Monday, June 1, 2009
Rest in Peace, Dad: Here Are Some Things You Taught Me
Thirteen years ago, on June 1, 1996, my dad died of liver cancer. He died early in the afternoon, in his own bed. His last morning had been a brutal test for my mom and me. Dad began flopping around, as if he were physically fighting the end of his life. He wasn't really conscious, so he couldn't hear our pleas for him to settle down.
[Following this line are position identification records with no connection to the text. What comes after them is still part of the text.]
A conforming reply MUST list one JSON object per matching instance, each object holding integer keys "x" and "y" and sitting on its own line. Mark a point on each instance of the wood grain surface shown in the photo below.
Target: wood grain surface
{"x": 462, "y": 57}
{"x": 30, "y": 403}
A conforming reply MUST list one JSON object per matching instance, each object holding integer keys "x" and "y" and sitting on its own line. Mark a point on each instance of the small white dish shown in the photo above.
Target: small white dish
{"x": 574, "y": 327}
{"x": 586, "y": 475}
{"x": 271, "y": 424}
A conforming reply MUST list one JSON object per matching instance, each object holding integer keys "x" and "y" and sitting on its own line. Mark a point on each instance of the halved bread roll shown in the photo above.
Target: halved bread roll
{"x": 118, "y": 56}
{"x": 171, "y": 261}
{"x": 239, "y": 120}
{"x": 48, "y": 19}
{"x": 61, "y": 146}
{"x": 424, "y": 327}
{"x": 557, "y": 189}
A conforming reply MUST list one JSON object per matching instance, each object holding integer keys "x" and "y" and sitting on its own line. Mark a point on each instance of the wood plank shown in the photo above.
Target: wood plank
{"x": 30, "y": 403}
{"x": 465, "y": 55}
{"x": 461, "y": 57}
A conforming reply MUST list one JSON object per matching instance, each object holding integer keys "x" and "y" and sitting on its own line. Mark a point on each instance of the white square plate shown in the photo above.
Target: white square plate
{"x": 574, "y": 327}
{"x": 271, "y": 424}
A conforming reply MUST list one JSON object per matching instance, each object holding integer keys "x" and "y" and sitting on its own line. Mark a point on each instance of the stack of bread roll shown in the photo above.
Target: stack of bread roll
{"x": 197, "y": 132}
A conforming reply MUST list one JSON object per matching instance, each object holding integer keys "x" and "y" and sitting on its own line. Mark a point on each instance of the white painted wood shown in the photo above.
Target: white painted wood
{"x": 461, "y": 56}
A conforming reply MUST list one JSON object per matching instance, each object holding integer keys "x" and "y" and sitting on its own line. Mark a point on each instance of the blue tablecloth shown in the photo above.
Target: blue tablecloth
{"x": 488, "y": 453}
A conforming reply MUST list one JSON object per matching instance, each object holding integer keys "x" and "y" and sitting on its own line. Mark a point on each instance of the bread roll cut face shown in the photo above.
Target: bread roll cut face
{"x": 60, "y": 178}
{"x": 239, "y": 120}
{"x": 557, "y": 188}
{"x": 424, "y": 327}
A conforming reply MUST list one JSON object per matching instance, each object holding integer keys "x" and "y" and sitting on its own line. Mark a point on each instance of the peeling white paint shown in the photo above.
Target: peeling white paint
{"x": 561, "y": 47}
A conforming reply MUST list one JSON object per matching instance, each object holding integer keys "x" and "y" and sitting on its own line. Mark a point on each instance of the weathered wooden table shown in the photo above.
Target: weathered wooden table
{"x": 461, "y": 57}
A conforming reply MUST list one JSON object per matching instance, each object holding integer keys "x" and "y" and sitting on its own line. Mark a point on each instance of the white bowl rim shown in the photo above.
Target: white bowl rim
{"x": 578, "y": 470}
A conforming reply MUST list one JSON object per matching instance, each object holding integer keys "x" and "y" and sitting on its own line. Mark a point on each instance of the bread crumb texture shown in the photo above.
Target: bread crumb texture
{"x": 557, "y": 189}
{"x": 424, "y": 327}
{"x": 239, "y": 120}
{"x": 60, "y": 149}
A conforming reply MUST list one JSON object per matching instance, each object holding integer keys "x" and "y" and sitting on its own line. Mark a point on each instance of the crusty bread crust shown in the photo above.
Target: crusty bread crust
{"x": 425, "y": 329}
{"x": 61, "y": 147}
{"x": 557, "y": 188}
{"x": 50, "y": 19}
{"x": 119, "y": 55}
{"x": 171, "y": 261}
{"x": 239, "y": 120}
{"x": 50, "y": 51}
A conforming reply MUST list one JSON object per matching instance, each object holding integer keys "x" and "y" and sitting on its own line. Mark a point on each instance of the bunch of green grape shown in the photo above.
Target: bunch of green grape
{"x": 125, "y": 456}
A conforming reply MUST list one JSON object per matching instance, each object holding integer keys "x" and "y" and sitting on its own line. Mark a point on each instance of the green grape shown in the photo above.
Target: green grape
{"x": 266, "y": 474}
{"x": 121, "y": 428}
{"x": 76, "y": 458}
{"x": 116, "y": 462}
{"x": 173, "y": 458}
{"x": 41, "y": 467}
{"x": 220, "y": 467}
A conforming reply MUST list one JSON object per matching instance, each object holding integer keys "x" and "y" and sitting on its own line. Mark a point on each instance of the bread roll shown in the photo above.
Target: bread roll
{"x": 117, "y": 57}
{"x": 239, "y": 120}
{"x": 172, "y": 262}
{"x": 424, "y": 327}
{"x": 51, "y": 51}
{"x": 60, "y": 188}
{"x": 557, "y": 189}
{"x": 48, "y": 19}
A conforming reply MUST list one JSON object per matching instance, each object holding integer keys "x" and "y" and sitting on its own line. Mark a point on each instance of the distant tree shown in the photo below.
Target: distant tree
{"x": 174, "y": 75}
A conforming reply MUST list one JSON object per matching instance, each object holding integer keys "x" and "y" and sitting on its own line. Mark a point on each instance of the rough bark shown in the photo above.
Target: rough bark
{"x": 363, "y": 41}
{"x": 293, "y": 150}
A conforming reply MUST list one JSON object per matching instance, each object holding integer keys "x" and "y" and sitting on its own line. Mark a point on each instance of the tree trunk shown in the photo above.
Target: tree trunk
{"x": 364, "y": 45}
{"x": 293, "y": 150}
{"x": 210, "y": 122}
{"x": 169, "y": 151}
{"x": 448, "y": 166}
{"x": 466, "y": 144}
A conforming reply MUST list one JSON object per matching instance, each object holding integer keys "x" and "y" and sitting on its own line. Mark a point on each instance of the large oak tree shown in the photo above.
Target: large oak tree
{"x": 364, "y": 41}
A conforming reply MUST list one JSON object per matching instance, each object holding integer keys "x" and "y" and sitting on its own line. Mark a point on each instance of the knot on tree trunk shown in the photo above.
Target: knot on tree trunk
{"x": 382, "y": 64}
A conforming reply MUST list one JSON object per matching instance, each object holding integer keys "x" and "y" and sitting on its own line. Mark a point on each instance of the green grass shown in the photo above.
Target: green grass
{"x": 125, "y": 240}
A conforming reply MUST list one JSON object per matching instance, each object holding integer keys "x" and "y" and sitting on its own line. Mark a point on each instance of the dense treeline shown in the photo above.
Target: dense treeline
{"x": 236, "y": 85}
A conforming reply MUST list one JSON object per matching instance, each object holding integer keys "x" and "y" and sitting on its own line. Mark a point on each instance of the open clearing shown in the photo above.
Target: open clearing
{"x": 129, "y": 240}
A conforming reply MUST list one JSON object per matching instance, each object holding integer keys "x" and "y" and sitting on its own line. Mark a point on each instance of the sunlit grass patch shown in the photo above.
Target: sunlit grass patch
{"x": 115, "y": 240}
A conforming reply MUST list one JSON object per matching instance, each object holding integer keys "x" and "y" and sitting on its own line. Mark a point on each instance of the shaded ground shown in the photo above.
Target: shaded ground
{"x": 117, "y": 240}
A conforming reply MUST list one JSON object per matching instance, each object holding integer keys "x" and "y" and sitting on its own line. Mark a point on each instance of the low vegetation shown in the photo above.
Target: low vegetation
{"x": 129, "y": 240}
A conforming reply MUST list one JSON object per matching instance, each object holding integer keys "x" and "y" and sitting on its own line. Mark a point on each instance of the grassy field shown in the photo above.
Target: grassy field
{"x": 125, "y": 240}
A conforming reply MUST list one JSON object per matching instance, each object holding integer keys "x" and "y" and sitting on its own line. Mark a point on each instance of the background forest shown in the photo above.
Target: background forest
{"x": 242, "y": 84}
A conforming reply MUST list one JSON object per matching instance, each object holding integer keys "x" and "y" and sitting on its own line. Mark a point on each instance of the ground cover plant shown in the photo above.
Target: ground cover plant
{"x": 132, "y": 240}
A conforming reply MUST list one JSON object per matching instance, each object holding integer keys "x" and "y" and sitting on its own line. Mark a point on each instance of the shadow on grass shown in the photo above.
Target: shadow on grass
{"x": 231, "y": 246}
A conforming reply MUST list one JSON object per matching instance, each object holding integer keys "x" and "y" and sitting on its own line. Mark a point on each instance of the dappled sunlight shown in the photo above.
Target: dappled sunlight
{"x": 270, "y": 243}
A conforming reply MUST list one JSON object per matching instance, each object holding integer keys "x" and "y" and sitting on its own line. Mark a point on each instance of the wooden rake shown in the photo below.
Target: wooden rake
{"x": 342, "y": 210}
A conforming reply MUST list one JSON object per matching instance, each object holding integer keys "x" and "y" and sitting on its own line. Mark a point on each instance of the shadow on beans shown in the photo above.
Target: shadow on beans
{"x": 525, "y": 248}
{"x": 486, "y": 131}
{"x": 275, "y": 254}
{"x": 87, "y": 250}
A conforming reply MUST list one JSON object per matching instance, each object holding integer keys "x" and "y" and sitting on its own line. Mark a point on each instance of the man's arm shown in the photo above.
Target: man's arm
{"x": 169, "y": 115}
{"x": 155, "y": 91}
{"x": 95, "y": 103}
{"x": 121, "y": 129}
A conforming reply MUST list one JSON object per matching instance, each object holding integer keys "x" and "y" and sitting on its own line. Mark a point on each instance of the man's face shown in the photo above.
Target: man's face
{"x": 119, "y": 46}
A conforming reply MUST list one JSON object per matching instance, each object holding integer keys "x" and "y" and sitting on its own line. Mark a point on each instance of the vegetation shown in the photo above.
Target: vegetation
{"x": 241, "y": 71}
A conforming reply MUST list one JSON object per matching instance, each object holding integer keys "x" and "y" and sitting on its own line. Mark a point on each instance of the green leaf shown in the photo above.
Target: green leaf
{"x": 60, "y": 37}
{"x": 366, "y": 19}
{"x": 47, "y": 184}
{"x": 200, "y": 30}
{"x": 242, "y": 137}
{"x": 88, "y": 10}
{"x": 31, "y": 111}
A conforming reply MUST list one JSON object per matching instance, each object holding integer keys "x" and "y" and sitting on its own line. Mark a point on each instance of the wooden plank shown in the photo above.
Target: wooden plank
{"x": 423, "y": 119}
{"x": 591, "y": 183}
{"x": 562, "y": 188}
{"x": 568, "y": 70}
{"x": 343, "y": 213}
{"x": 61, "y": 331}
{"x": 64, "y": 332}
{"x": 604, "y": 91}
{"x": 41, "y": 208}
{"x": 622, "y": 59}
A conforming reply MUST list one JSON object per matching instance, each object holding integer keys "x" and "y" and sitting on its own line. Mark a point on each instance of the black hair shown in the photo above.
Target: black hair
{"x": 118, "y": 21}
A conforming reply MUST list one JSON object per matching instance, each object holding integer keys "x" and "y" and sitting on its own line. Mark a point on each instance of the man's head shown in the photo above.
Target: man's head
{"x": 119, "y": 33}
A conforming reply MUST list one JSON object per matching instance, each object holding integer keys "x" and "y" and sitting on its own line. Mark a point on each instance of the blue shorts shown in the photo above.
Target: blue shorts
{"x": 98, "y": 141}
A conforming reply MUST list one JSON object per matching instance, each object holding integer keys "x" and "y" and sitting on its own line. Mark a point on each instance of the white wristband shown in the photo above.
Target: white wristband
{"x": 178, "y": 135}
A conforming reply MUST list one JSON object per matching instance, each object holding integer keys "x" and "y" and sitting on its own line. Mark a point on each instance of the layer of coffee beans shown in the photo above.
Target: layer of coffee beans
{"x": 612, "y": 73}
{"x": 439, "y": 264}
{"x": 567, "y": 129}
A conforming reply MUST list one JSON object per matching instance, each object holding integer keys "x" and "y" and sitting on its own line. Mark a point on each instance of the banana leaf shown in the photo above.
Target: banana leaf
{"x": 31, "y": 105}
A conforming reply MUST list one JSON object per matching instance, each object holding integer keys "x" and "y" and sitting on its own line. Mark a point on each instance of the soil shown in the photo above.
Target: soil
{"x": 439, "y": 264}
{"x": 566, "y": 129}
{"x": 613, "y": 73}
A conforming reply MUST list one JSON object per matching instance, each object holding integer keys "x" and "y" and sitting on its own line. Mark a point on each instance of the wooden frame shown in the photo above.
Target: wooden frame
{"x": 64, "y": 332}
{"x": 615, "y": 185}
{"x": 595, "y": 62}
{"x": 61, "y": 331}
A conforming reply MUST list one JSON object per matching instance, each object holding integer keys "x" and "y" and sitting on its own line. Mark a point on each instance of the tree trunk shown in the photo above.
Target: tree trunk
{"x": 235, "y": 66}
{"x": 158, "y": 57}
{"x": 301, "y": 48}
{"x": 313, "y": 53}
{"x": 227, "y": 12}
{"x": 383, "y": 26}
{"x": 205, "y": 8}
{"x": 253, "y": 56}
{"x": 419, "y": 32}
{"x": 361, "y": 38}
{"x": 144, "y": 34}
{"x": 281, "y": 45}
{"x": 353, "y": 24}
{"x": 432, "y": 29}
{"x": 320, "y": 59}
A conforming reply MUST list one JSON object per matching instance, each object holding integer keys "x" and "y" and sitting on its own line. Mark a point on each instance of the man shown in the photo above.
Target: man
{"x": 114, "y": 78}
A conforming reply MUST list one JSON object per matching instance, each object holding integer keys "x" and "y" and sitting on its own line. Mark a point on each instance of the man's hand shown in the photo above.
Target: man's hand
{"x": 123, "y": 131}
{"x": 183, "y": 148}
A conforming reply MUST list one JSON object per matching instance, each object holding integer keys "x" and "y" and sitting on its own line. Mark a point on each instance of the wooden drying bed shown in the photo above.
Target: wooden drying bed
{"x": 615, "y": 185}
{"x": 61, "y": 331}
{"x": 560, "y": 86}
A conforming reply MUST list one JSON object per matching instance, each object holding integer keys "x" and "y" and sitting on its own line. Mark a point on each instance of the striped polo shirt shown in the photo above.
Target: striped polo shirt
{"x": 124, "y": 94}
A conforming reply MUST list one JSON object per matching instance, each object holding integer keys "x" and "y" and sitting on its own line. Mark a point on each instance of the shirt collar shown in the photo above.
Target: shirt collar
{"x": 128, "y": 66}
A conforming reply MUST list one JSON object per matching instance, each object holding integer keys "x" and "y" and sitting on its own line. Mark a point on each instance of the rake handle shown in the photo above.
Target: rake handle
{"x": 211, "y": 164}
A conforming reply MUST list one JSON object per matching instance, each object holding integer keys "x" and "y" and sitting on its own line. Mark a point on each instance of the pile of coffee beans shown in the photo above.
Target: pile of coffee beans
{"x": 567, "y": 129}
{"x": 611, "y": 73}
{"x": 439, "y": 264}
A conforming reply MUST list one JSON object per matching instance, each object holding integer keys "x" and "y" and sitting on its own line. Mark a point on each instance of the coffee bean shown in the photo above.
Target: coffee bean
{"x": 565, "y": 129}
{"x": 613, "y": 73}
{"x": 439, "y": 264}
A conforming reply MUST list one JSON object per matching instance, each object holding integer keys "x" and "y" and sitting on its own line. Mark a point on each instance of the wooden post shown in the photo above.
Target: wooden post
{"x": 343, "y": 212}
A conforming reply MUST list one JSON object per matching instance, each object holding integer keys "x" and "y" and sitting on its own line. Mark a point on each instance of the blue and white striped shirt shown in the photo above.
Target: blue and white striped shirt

His flopping caused the mattress to slide off the box springs and Mom and I called our next door neighbor to help us lift him and the mattress back on the box spring. We succeeded and then we called Dad's medical guy who recommended that we give Dad a dose of his pain killer, morphine, I believe, and soon after I poured it, crushed in a tablespoon of water, he settled down.
Gradually his breathing slowed down and soon his breath came out in only a slight whistle. He died peacefully after a morning filled with thrashing. I was with him when he died and could hardly tell when he passed from being alive to having died. His breathing had become so weak, that when it ceased, it bore little difference to when he was breathing.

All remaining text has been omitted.